I've seen similar behavior on Macbook Pros before, when new or after buying a new battery - and it's almost always because the user failed to collaborate the battery initially.

It's one of those simple things that manufacturers tell people to do (for good reason in this case), but most ignore.

Reply
Most of the sacrifices were not necessary by joey2264, 727 days ago
This would be a fairly good review if you would just mention the fact that most of the sacrifices Apple made to create the Macbook Air simply weren't necessary. If you look like at a notebook like the Fujitsu Lifebook S6510 of the Lenovo X300 this becomes clear. Looking at these two notebooks, it is obvious that each of the manufacturers could have come up with a 13.3 in, 1 spindle notebook that didn't make hardly any other compromises (decent keyboard, decent port selection, replaceable battery, upgradeable memory, standard 2.5" hard drives (Lenovo could have probably fit a 2.5" hard drive in there if they had used a 13.3" screen, with the requisite larger footprint, although it would have been a little heavier), etc).

Reply
RE: Most of the sacrifices were not necessary by michael2k, 726 days ago
The S6510 you mention is heavier (by a pound) and nearly twice as thick! It is much more comparable to a MacBook (5 pounds and an inch thick vs 4 pounds and 1.42 inches thick).

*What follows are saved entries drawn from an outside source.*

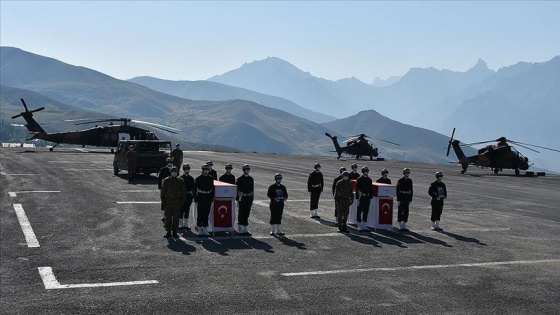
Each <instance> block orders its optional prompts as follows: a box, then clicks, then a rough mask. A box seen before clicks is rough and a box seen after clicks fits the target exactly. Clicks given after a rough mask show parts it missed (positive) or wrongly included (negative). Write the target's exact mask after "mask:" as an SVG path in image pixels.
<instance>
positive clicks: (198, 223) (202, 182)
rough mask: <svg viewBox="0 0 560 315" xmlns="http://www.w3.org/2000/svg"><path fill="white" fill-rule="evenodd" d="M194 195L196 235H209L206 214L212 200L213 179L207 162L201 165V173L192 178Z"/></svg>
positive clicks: (213, 194) (211, 202)
mask: <svg viewBox="0 0 560 315" xmlns="http://www.w3.org/2000/svg"><path fill="white" fill-rule="evenodd" d="M194 186H195V195H194V202H195V203H196V205H197V211H198V216H197V218H196V230H197V234H198V236H209V235H210V234H209V233H208V216H209V215H210V207H211V206H212V202H214V193H215V190H214V179H213V178H212V176H210V167H209V166H208V164H204V165H202V174H201V175H200V176H198V177H197V178H196V179H195V180H194Z"/></svg>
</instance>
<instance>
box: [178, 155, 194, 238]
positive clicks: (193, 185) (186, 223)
mask: <svg viewBox="0 0 560 315" xmlns="http://www.w3.org/2000/svg"><path fill="white" fill-rule="evenodd" d="M190 171H191V166H190V165H189V164H185V165H183V175H181V179H182V180H183V182H184V183H185V189H186V190H187V198H186V201H185V203H184V204H183V207H182V208H181V209H182V211H181V213H182V215H181V218H182V219H180V220H179V229H181V228H184V229H185V230H190V228H189V213H190V210H191V205H192V202H193V198H194V193H195V187H194V177H192V176H191V175H190V174H189V173H190Z"/></svg>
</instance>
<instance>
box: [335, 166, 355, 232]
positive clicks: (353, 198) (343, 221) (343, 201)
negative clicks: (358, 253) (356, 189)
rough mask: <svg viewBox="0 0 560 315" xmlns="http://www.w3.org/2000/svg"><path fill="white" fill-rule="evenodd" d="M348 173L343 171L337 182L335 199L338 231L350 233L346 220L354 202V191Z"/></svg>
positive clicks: (336, 184)
mask: <svg viewBox="0 0 560 315" xmlns="http://www.w3.org/2000/svg"><path fill="white" fill-rule="evenodd" d="M348 175H349V174H348V172H347V171H344V172H342V179H341V180H339V181H338V182H337V183H336V185H335V191H334V200H335V202H336V210H337V212H338V217H337V222H338V231H340V232H345V233H348V229H347V228H346V221H347V220H348V213H349V212H350V206H351V205H352V203H353V202H354V193H353V191H352V184H351V183H350V180H349V178H348Z"/></svg>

The X300 is also not available yet, so a comparison will have to wait until we find out about price and build quality.

Reply
RE: Most of the sacrifices were not necessary by mlambert890, 726 days ago
OK, so then the Sony TX, the Fujitsu P7k, the Toshiba Portege, the Dialogue Flybook, the Panasonic Toughbook, the Dell XPS1210, the Sony SZ, The LG XNote....

There's a pretty long list of notes that are smaller and ligher or as light or slightly heavier with a lot more features than the MBA.

The MBA is THINNER. Last I checked thinner is a BS feature. When someone can explain to me WHY thinner means ANYTHING beyond looking cool at Starbucks, maybe Ill be interested.

The Sony X505 was pretty much the same situation as the MBA except it had a removable battery and more ports and that was 3 years ago. I think the MBA was like .2" thinner than the Sony *at its thinnest point* and about the same at the thickest.

The MBA is big news for the cult of Mac which lately is including PC sites like this.